Sunday, August 10, 2008
If summer is fading as fast as your hopes for getting away for a tropical vacation, get yourself over to Portland's outpost of Cuban vibes, Pambiche. You'll come away with an infusion of paradisical soul, swaying to the sounds of the trés and claves, not to mention a happy belly-full of the comidas and bebidas of this island's cuisine.
The tiny restaurant is usually packed to the gills, and who wants to sit inside on a summer day anyway? So grab a seat at one of the colorful picnic tables on either side of the colonnaded walkway in front of the restaurant and take a gander at the several-page menu. Proud of its native cuisine, you'll have a hard time choosing based on the delicious descriptions. You're pretty safe, though, since I can't say I've had a bad meal here, but have enjoyed several memorable ones.

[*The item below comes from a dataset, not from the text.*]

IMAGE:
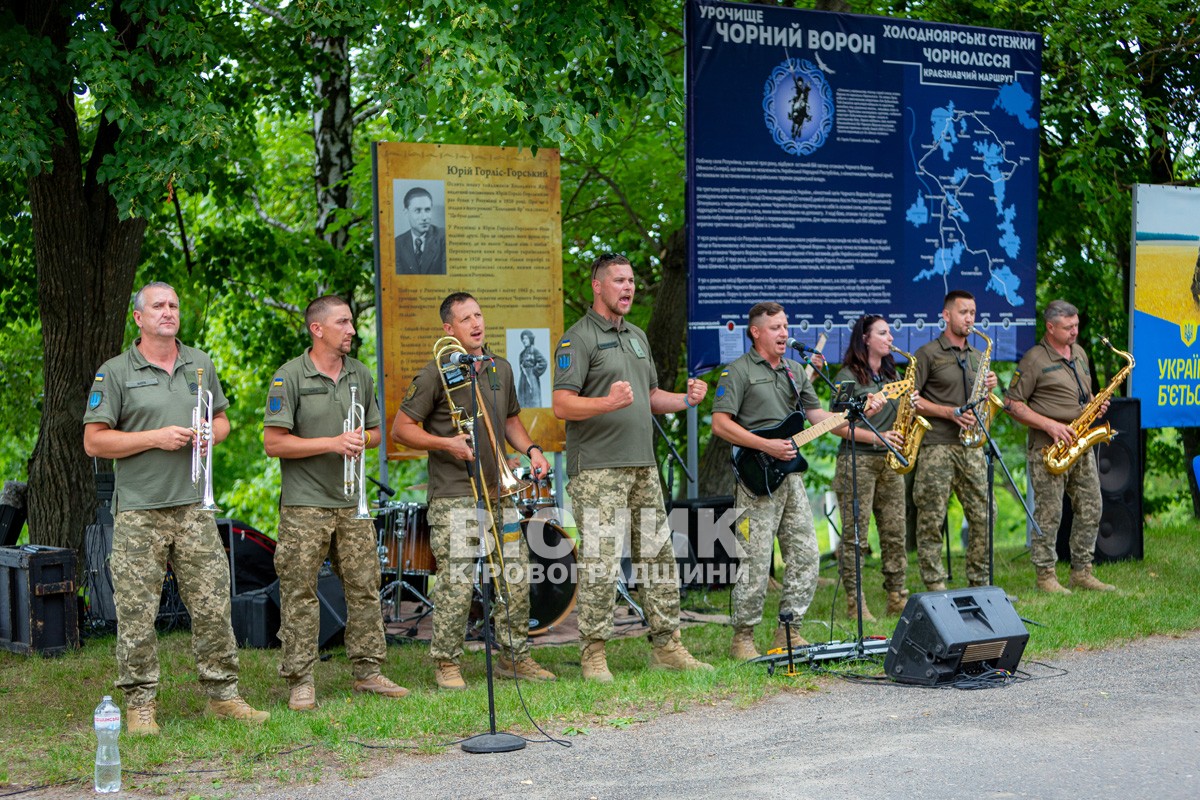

For lunch the other day, my dining companion and I each ordered a fresh lemonade to sip while we pondered our options. She went with the Ajiaco (pron. ah-hee-AH-coh), a "one-pot meal that comes brimming with a variety of tropical roots and vegetables, corn dumplings and Creole-seasoned pork and beef" (right), a flavorful stew of the aforementioned ingredients that has a slightly fruity undertone and a deep, rich broth.
I decided on the Plato Cubano (left), a dish the menu describes as a "typical Cuban plate. Adobo marinated roast pork, served with your choice of Cuban beans [black or red] and rice." The kind of authentic, simple, well-executed food I absolutely love, the pork was tender and juicy with a salsa verde that added pungency and that south-of-the-border hit. The beans were perfectly spiced with just the right mixture of Creole seasonings, giving it that mysteriously addictive quality that only a great bean dish has.
With a happy hour (from 2 till 6 pm) and late hours and breakfast on the weekends, this is a spot I'd happily go any time of the day or night. And how many places can you say that about?
Details: Pambiche, 2811 NE Glisan St. Phone 503-233-0511.